Name______________________________________ Date_______________
Lab 6 ME 5 HW: Why are biological cells only so big?
Have you ever wondered why biological cells happen to be around 0.01 mm in size? Why
can’t they be 0.10 mm or 1.0 mm? Some fundamental math is behind it. We’ll find that the
same reasoning explains some other phenomena like why cats usually survive long falls,
why elephants have extra-thick legs, and why hippos have to spend a lot of time in the
water. (Now is a good time to address this question, because we’ll use some of the
mathematical modeling ideas that came up in our study of acceleration and mass.)
A little biology first: A cell needs oxygen, which it takes in through its surface. Oxygen
diffuses into the cell at a rate proportional to the surface area of the cell. The rate at which a
cell uses oxygen is proportional to its volume.
So let’s reason out what happens as a cell gets bigger and bigger, like these spherical cells
with diameters of D0, 2D0, and 3D0:
3D0
2D0
D0
1. Calculate the surface area of each the cells (in terms of D0) and fill in the table. In the last
column, enter the surface area in terms of the surface area of a sphere of diameter D0. For
example, if it’s 6 times more, enter 6.
Diameter D
D0
Surface area A
Surface area in terms of surface area of sphere of diameter D0
1
2D0
3D0
2. So for a cell of double the size (diameter), what can you say about the cell’s capacity to
take in oxygen? (It increases by a factor of ______ .) And for a cell of triple the size, the cell’s
capacity to take in oxygen increases by a factor of ______ .

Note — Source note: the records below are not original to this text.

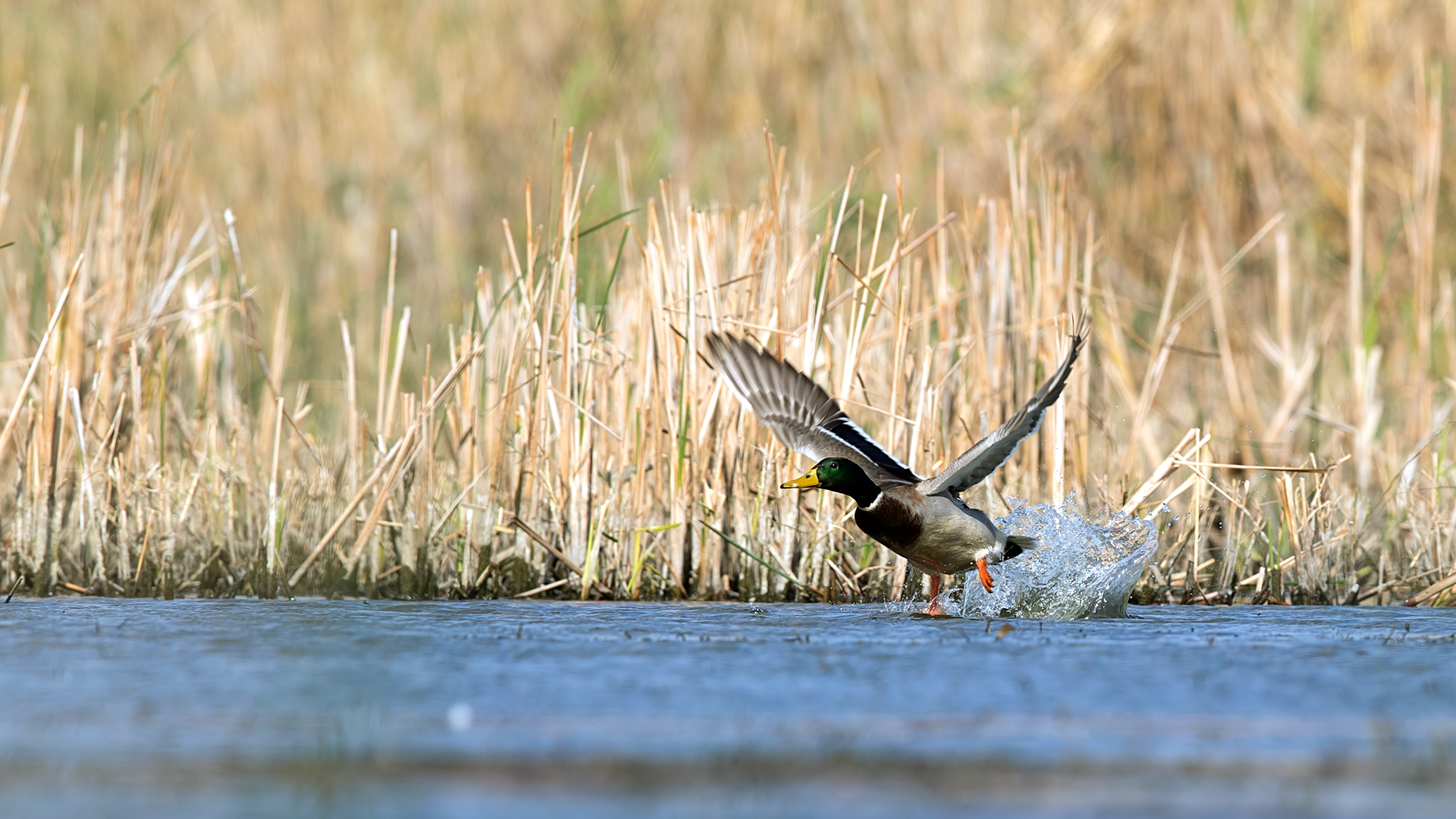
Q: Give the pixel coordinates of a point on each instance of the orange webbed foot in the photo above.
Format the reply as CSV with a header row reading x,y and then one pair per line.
x,y
986,576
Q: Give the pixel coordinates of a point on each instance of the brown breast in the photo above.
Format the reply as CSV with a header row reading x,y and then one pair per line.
x,y
893,522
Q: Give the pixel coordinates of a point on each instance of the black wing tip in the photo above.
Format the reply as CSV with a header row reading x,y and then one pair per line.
x,y
1018,544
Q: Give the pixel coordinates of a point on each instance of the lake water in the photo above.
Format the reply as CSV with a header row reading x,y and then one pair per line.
x,y
383,708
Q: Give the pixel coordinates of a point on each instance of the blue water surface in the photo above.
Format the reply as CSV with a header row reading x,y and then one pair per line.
x,y
468,708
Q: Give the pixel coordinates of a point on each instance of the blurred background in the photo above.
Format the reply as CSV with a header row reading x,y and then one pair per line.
x,y
1288,158
325,124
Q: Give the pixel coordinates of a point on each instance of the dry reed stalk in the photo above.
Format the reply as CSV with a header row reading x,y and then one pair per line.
x,y
613,464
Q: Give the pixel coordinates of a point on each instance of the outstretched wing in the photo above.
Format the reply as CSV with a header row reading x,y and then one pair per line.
x,y
799,411
976,464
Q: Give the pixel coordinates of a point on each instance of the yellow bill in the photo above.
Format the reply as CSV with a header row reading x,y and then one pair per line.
x,y
808,482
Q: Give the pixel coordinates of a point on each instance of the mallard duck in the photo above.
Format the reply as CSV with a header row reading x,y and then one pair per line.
x,y
924,521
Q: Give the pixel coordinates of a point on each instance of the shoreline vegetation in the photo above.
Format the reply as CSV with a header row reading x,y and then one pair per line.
x,y
1272,382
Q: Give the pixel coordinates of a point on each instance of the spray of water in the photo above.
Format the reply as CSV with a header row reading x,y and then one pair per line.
x,y
1082,569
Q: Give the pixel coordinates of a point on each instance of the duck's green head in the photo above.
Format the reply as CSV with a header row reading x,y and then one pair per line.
x,y
837,475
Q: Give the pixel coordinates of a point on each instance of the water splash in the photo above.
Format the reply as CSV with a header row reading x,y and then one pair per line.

Note: As the formula for the surface area of a sphere suggests, and your calculations
support, we can say in general that the surface area of a sphere increases as the square of
the size (diameter).
3. Calculate the volume of each of the cells (in terms of D0) and fill in the table. In the last
column, enter the volume in terms of the volume of the sphere of diameter D0. For example, if
it’s 12 times more, enter 12.
Diameter D
D0
Volume V
Volume in terms of volume of sphere of diameter D0
1
2D0
3D0
4. So for a cell of double the size (diameter), what can you say about the cell’s need for
oxygen? (It increases by a factor of ______ .) And for a cell of triple the size, the cell’s need for
oxygen increases by a factor of ______ .
Note: As you might see from the formula for the volume of a sphere, we can say in general
that the volume of a sphere increases as the cube of the size (diameter).
5. Examine your responses to (2) and (4), and explain in your own words the trouble that
arises as cells get bigger and bigger.
6. It’s useful to form the ratio A/V, the “surface area to volume ratio.” Calculate that ratio for
each of the cells (in terms of D0) and fill in the table. In the last column, enter the surface
area to volume ratio in terms of that ratio for the sphere of diameter D0. For example, if it’s
half as much as for the sphere of diameter D0, enter 1/2.
Diameter D
D0
Surface area to
volume ratio A/V
Surface area to volume ratio, in terms of Surface area to
volume ratio of sphere of diameter D0
1
2D0
3D0
7. In general, what functional form describes the relationship between A/V and D? Sketch a
qualitatively correct graph of A/V vs. D.
8. For a cell that’s 10 times the size (10D0), by what factor does the surface area increase?
By what factor does the volume increase?
By what factor does the surface area to volume ratio change?
So, for a cell that’s 10 times the size, there’s only _______ as much surface area to take in
oxygen associated with each unit of volume that requires it.
9. To be concrete, let D = 10 µm. Calculate the surface area, the volume, and the surface area
to volume ratio. (It’s OK to keep µm as your unit.) Interpret the result of your calculation
for the surface area to volume ratio in your own words. (Recall how we interpreted the
result of a calculation like 20 m/4 s = 5 m/s: “5 m is the distance traveled in each second.”)
Repeat for a cell for which D = 100 µm.